Begitu banyak species hewan yang hidup di dunia ini, namun ada 7 (tujuh) diantaranya yang mungkin belum pernah anda temui, baik yang hidup di darat, laut maupun udara. Ketujuh hewan tersebut terdiri dari :

  1. OKAPI
    Okapi

    Hewan aneh ini kakinya seperti zebra, badannya seperti keledai dan kepalanya mirip jerapah. Hewan mamalia unik ini bernama Okapi (Okapia jhonstoni) yang hidup di pedalaman Kongo Afrika Tengah. Hewan ini seperti perkawinan silang antara zebra dan jerapah. Konon para ilmuwan baru meneliti hewan aneh ini tahun 1901. Nama lathinnya adalah gabungan nama lokal hewan ini yaitu O’api dan nama Gubernur Jenderal Inggris di Uganda yaitu Sir Harry Johnston yang pertama menemukannya di hutan Ituri Republik Kongo.
    Rupanya, hewan ini masih dekat kekerabatannya dengan jerapah. Habitat aslinya adalah hutan hujan tropis di Kongo antara lain di Taman Nasional Maiko, Hutan Ituri, Sungai Rubi, Danau Tele, Ebola, dan Sungai Ubangi.

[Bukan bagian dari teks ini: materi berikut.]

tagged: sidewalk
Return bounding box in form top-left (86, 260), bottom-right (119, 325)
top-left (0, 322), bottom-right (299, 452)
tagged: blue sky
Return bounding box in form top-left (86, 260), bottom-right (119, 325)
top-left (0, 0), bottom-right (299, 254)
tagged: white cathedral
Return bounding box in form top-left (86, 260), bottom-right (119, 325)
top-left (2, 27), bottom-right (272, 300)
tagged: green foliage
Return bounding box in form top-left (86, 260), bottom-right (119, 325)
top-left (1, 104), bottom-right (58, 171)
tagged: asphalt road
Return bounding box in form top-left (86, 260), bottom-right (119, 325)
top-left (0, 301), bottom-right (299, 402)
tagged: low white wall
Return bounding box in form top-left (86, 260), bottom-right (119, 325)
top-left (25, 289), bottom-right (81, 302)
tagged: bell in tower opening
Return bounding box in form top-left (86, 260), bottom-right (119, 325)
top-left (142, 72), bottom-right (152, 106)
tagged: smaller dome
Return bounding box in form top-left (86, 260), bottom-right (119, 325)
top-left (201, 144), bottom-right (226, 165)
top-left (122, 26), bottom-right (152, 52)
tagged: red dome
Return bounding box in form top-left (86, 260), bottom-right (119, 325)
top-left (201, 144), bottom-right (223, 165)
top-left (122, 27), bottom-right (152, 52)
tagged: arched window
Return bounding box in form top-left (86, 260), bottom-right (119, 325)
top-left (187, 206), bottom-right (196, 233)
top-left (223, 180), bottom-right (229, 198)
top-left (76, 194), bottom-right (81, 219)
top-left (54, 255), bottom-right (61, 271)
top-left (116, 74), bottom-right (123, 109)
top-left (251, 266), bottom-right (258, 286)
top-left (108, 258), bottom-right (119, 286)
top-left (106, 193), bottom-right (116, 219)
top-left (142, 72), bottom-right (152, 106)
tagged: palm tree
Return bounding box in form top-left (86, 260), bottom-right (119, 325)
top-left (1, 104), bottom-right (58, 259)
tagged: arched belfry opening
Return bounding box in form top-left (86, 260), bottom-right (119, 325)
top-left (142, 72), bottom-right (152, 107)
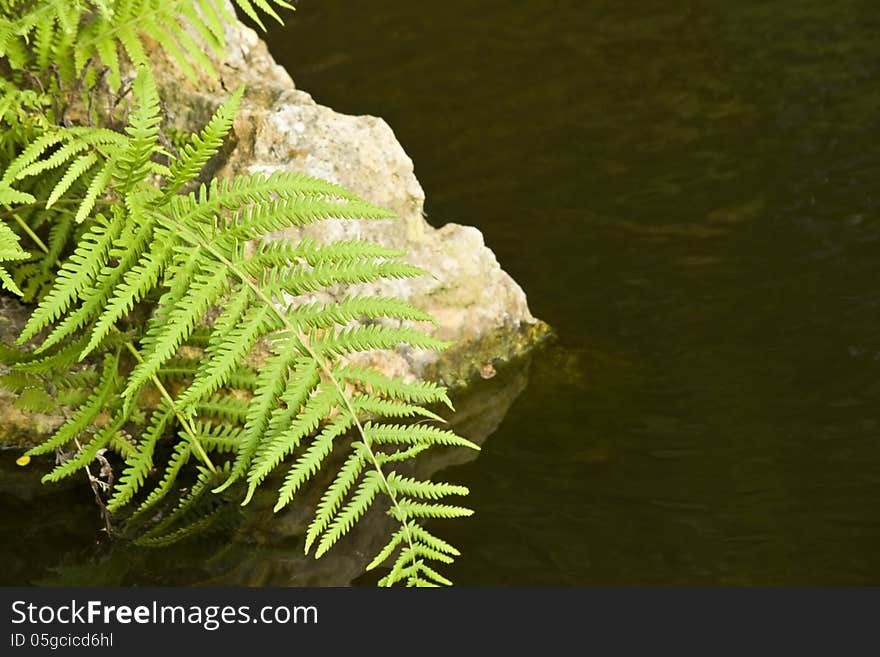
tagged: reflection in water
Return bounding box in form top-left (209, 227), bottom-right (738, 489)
top-left (0, 361), bottom-right (528, 586)
top-left (0, 0), bottom-right (880, 585)
top-left (254, 0), bottom-right (880, 585)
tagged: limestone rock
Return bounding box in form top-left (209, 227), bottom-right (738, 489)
top-left (0, 6), bottom-right (548, 446)
top-left (145, 7), bottom-right (547, 386)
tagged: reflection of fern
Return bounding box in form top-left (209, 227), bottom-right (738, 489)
top-left (0, 0), bottom-right (476, 585)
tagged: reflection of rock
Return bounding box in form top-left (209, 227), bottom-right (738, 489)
top-left (0, 362), bottom-right (528, 586)
top-left (0, 3), bottom-right (547, 445)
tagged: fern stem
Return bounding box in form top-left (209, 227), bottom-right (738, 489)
top-left (174, 226), bottom-right (416, 564)
top-left (125, 342), bottom-right (217, 474)
top-left (12, 212), bottom-right (49, 255)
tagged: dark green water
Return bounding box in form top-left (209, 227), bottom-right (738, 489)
top-left (260, 0), bottom-right (880, 585)
top-left (0, 0), bottom-right (880, 585)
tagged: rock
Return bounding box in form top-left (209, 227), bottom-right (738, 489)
top-left (147, 3), bottom-right (548, 387)
top-left (0, 5), bottom-right (549, 445)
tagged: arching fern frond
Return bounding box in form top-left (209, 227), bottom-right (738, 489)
top-left (0, 14), bottom-right (477, 585)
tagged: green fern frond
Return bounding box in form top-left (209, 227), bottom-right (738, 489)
top-left (107, 408), bottom-right (173, 513)
top-left (27, 354), bottom-right (120, 456)
top-left (315, 471), bottom-right (383, 559)
top-left (165, 86), bottom-right (244, 196)
top-left (0, 222), bottom-right (30, 296)
top-left (0, 36), bottom-right (477, 585)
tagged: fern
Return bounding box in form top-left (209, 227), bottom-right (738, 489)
top-left (0, 0), bottom-right (478, 585)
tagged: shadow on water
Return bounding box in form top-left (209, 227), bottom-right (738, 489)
top-left (0, 360), bottom-right (529, 586)
top-left (254, 0), bottom-right (880, 585)
top-left (0, 0), bottom-right (880, 585)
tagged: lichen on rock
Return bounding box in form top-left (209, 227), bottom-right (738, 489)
top-left (0, 5), bottom-right (549, 445)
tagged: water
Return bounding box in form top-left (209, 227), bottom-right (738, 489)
top-left (258, 0), bottom-right (880, 585)
top-left (0, 0), bottom-right (880, 585)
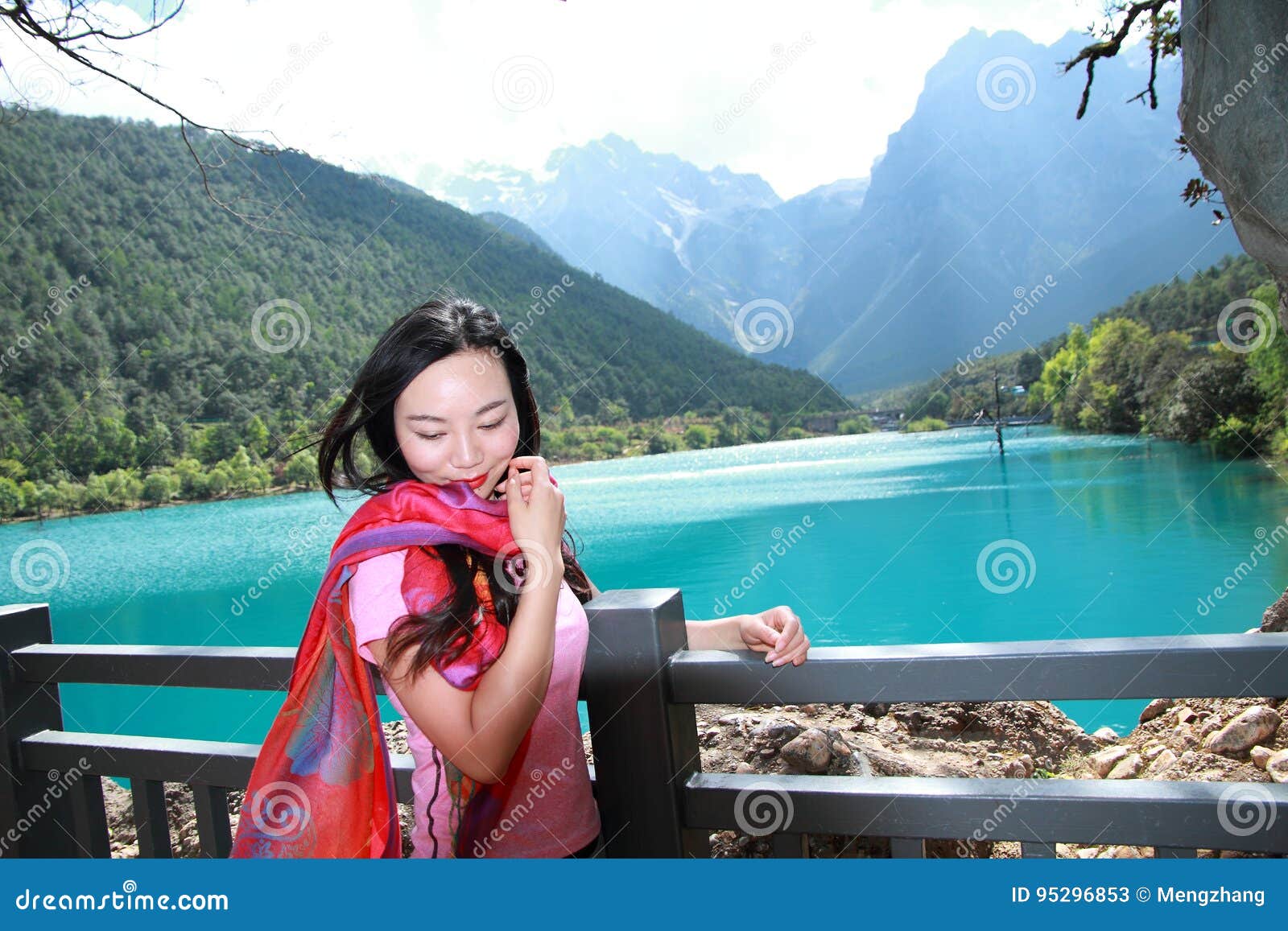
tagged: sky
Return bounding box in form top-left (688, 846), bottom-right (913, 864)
top-left (0, 0), bottom-right (1103, 198)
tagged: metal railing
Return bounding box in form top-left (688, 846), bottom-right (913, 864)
top-left (0, 597), bottom-right (1288, 858)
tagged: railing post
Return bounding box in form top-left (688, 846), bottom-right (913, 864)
top-left (0, 604), bottom-right (84, 858)
top-left (582, 588), bottom-right (711, 858)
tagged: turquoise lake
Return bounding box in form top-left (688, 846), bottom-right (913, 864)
top-left (0, 426), bottom-right (1288, 743)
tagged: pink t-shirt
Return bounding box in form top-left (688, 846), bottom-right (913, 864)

  2. ISOPOD / Kutu Raksasa
    Isopot atau kutu raksasa

    Hewan menyeramkan ini merupakan salah satu mahkluk laut pemangsa bangkai. Isopod rakasasa hidup di kedalaman 6.000 meter di bawah permukaan laut. Ini menjadi alasan kenapa Isopod raksasa tidak diketahui keberadaannya oleh manusia sebelum dekade terakhir ini. Isopod raksasa adalah salah satu dari 17 spesies dari genus Bathynomus yang menghuni gelap dan dinginnya Samudera Pasifik, Atlantik dan Hindia.

  3. HIU GOBLIN
    Hiu Goblin

    Ikan aneh ini diklaim hanya pernah ditemukan sebanyak empat kali oleh manusia dan salah satunya ditemukan di perairan Australia pada bulan Januari 2015 lalu. Hiu yang ada di gambar ini ditemukan oleh seorang pemancing Australia ketika ia berada di sekitar pantai Eden, Australia bagian tenggara. Kini, hiu Goblin nomor empat di dunia itu diserahkan ke museum setempat. Dan untuk pertama kalinya wajah pemangsa buruk rupa ini dipamerkan ke dunia.
    Hiu Goblin jantan berukuran 1,26 meter ini terlihat sangat menakutkan karena mempunyai gigi-gigi runcing yang menonjol ke depan. Apalagi di kepalanya terdapat tanduk bagaikan ujung tombak. Menariknya, menurut penelitian, ‘tombak’ hiu Goblin dipakai untuk mendeteksi aliran listrik yang dibuat oleh mangsanya, yakni kepiting, cumi-cumi, dan udang kecil. Jadi bisa dikatakan tombak itu berfungsi bagaikan detektor metal. Berbeda dengan hiu kebanyakan yang mempunyai sisik keras, hiu Goblin mempunyai kulit yang cukup lembut berwarna merah muda. Insangnya pun tidak berwarna merah, melainkan biru.
    Hiu Goblin tergolong hiu prasejarah karena diperkirakan sudah ada sejak 125 juta tahun silam. Informasi detail tentang spesies ini pun masih sangat sedikit, mengingat mereka hidup di kedalaman 900 meter atau hampir satu kilometer di bawah permukaan laut.
    Sebelum Asutralia, hiu Goblin jenis ini pernah dilaporkan terlihat di kawasan laut Pasifik, lepas pantai Jepang dan Selandia Baru. Demikian pula sebelumnya hanya sekali pernah tertangkap di kawasan Florida Amerika Serikat.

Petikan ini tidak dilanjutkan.